With Route 315 dividing Franklinton’s arts and residential districts, Wild Goose plans to partner with existing institutions in order to meaningfully connect with the community. Lydia Simon, Wild Goose’s Operations Manager, said their goal is to be intentional with the programming that they bring to Franklinton by, “building off of what’s already happening down there.” Working with schools and community-based organizations to start an artist mentoring program is one way Wild Goose is planning to serve as a bridge between artists and residents.
“We’re all about building community through art,” Simon said. “We want to continue that mission in Franklinton because there is absolutely a need for it.”
Partnering with established organizations is also a key way to break down what Beiting called “mental barriers” to experiencing and enjoying art. “I think there might be some perception barriers. Someone might walk by, and look in, and say, ‘Oh wow, this looks like, you know, hoity art,’” he said. But learning about it from a trusted individual or at a longstanding institution can make it less intimidating.
Operating as non-profit organizations also allows both spaces to worry less about costs and more about experiences, which translates to affordability. “It gives people the opportunity to experience something new without there being that financial burden,” Roehrenbeck said. Santoro-Au echoed this idea.

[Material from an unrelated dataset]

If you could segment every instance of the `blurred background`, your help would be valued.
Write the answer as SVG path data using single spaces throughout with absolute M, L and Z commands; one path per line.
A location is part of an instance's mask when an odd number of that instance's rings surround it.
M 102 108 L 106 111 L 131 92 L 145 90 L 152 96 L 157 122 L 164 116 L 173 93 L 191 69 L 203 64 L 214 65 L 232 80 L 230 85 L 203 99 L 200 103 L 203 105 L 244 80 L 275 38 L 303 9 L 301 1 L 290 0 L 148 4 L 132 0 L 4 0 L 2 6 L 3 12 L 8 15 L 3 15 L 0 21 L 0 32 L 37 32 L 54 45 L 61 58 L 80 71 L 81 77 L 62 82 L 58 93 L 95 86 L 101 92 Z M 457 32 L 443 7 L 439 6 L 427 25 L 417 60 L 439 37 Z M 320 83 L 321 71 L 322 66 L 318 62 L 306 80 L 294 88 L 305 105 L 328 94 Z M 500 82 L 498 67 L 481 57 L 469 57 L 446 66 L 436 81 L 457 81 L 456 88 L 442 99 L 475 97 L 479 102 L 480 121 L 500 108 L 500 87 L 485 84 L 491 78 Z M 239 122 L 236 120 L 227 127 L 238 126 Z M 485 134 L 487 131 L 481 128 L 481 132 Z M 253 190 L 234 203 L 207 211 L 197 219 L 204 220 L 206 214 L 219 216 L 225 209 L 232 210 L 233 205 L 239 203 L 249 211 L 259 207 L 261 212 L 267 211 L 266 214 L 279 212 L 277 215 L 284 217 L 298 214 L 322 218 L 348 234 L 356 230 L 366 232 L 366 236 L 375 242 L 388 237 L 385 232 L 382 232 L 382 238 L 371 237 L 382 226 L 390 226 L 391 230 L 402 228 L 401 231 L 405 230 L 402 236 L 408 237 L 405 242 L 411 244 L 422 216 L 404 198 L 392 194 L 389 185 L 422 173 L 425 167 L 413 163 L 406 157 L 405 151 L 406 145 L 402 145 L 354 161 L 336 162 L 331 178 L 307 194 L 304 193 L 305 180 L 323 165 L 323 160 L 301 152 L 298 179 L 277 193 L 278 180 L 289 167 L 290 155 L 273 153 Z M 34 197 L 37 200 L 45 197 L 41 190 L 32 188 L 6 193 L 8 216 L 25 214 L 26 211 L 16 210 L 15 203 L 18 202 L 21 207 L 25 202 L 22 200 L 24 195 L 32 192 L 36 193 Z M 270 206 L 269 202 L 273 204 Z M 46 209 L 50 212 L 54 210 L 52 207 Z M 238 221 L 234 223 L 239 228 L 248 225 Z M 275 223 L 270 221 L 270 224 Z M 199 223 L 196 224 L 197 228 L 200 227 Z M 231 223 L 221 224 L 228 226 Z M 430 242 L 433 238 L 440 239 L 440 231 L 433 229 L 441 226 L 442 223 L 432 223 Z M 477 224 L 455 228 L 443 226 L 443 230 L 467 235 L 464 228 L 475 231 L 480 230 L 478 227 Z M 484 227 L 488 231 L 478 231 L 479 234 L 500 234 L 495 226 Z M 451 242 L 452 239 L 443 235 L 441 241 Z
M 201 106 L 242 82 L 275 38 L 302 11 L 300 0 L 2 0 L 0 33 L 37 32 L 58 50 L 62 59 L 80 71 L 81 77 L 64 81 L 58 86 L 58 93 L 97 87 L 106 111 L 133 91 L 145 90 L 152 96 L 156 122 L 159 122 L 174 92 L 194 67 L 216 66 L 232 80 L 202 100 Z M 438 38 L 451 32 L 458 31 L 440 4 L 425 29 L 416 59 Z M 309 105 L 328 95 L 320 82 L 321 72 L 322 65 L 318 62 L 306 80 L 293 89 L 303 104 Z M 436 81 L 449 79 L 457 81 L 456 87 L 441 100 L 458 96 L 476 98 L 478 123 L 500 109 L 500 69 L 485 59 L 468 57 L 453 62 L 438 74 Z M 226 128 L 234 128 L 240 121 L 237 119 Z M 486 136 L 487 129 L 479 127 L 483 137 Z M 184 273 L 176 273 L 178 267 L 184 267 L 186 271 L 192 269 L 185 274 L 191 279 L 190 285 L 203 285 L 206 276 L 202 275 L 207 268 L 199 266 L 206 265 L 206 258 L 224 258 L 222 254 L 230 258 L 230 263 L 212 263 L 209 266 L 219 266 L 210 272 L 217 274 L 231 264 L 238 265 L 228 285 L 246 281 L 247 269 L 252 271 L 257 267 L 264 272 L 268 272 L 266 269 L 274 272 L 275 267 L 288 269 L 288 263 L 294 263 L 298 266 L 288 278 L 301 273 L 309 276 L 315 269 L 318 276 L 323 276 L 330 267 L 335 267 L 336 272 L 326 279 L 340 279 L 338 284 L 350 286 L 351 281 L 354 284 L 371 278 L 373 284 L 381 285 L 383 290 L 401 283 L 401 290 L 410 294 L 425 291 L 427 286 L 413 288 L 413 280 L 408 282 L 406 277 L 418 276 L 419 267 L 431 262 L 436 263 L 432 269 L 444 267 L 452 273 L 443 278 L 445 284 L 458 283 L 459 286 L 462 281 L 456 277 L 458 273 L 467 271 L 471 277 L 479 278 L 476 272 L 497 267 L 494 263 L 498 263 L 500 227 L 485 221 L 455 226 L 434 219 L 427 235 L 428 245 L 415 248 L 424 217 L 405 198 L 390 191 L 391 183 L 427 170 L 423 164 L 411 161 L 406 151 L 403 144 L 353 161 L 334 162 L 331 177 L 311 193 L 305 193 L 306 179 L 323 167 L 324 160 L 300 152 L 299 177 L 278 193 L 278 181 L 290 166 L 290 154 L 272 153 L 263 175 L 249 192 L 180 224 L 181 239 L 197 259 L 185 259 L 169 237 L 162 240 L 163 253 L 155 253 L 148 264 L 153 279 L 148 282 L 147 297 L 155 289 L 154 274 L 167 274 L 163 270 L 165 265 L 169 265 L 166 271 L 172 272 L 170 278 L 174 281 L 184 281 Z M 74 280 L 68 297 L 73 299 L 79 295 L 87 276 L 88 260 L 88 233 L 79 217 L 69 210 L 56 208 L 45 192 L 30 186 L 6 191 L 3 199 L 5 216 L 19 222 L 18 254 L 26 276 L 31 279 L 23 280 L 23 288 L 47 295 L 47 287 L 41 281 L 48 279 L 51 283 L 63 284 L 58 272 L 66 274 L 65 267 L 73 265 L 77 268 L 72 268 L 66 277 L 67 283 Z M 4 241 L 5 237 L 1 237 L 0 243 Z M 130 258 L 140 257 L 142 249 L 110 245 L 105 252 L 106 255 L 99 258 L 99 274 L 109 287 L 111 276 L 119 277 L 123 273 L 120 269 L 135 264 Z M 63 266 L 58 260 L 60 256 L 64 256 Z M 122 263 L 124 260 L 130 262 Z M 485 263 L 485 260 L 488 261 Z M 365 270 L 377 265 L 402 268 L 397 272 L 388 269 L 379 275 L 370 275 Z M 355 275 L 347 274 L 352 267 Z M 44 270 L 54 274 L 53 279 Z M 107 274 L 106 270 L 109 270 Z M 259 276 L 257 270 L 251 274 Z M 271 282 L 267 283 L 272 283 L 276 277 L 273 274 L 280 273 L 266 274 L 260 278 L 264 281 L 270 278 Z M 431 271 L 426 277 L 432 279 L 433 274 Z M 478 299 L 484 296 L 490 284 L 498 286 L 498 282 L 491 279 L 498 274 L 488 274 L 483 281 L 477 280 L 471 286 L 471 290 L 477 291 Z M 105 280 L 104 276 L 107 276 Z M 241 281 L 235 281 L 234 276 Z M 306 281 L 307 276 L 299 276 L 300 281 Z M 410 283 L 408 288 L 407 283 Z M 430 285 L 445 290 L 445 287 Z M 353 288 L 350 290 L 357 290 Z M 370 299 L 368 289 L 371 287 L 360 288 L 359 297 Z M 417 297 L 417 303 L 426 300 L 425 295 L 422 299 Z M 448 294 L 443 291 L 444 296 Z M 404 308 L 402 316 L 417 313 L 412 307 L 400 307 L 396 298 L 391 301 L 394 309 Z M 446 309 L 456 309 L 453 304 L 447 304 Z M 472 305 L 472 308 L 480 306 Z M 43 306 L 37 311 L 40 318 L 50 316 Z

“We can take chances, we can be a little more nimble, a little more inclusive.”
All of this is in line with what made Franklinton so attractive as an arts district in the rst place: artists themselves have always been at the center.
“We have artists at the table in all the planning that we do, as opposed to artists coming in at the end and not being a part of the conversation,” Santoro-Au said.
I look forward to seeing what the artists have in store for us.